1921–22 Plunket Shield
- Cricket format: First-class
- Tournament format(s): Round-robin
- Champions: Auckland (6th title)
- Participants: 4
- Matches: 6

= 1921–22 Plunket Shield season =

Cricket tournament in New Zealand

The 1921–22 Plunket Shield season was a tournament of the Plunket Shield, the domestic first-class cricket competition of New Zealand.

Auckland won the championship. For the first time, the Shield was not contested on the basis of challenge matches but by a single round-robin tournament between four first-class sides, Auckland, Canterbury, Otago and Wellington.
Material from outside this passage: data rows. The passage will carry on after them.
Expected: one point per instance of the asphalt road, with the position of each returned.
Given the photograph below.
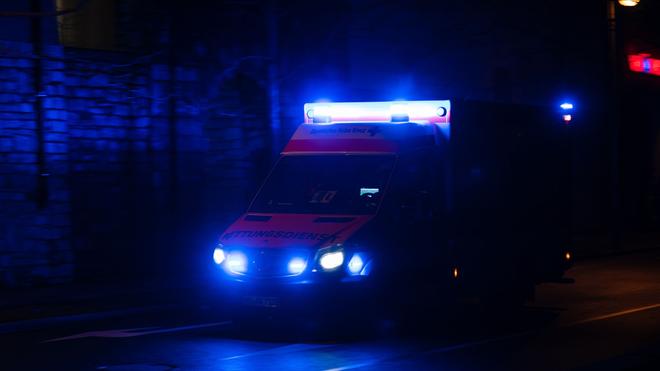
(609, 319)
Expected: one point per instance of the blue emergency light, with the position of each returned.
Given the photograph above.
(422, 112)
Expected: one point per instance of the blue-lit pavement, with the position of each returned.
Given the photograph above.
(609, 319)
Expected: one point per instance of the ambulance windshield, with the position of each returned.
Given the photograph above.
(325, 184)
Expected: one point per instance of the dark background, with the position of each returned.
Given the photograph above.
(133, 132)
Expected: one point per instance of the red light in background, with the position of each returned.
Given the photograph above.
(643, 63)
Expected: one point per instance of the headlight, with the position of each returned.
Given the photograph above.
(331, 260)
(237, 262)
(218, 255)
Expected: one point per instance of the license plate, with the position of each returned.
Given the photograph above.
(262, 301)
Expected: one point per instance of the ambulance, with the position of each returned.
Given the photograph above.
(406, 202)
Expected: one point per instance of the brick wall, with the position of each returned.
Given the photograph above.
(140, 159)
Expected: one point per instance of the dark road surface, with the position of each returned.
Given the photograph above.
(609, 319)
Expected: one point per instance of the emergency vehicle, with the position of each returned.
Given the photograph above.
(406, 201)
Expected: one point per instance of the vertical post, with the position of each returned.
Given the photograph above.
(37, 85)
(613, 116)
(273, 77)
(171, 119)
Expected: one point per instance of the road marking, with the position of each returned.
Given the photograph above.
(471, 344)
(280, 350)
(139, 331)
(615, 314)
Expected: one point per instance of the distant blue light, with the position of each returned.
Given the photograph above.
(297, 265)
(237, 262)
(355, 265)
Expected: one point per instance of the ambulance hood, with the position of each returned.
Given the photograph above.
(291, 230)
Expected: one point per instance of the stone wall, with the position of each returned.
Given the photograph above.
(140, 158)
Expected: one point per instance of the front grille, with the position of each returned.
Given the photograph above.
(264, 263)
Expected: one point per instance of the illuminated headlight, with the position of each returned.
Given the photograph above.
(218, 255)
(297, 265)
(237, 262)
(331, 260)
(355, 265)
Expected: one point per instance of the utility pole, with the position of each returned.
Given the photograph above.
(273, 76)
(37, 84)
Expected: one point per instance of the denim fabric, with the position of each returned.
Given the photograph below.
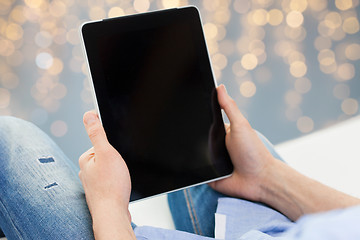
(41, 196)
(193, 209)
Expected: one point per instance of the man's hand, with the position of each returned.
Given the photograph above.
(250, 157)
(258, 176)
(107, 184)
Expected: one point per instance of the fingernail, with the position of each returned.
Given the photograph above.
(90, 118)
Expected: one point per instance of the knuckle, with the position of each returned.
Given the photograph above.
(82, 159)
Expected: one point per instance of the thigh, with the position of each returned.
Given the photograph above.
(41, 196)
(193, 209)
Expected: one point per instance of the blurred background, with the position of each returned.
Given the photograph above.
(291, 65)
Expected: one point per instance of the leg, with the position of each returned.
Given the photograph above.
(40, 193)
(193, 209)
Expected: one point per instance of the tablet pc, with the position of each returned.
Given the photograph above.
(157, 100)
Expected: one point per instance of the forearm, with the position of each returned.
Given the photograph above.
(294, 194)
(111, 222)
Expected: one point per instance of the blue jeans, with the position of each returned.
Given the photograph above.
(41, 196)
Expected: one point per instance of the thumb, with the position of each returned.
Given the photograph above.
(229, 106)
(95, 130)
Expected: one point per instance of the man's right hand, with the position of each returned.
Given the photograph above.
(258, 176)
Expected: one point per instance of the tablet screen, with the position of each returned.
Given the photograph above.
(157, 98)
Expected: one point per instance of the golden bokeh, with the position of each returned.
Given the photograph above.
(317, 5)
(346, 71)
(97, 13)
(58, 128)
(293, 98)
(351, 25)
(305, 124)
(4, 98)
(56, 67)
(274, 17)
(241, 35)
(256, 47)
(294, 19)
(328, 69)
(170, 4)
(115, 12)
(219, 61)
(352, 51)
(259, 17)
(14, 31)
(341, 91)
(298, 69)
(249, 61)
(9, 80)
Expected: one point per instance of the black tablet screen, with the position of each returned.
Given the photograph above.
(157, 98)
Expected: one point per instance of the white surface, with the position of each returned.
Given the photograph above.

Hawke's Bay, which had had first-class status and had challenged Auckland for the Plunket Shield in 1920-21, did not compete.

==Table==

| Team | Played | Won | Lost |
|---|---|---|---|
| Auckland | 3 | 3 | 0 |
| Wellington | 3 | 2 | 1 |
| Canterbury | 3 | 1 | 2 |
| Otago | 3 | 0 | 3 |

==Statistics==
===Most runs===
Syd Hiddleston, opening the batting for Wellington, scored the most runs, 308, had the highest batting average, 61.60, and made the only century, 118 against Otago.

===Most wickets===
Raoul Garrard, the Auckland leg-spinner, took the most wickets, 23 at an average of 10.34, and had the best figures, 8 for 51 against Canterbury.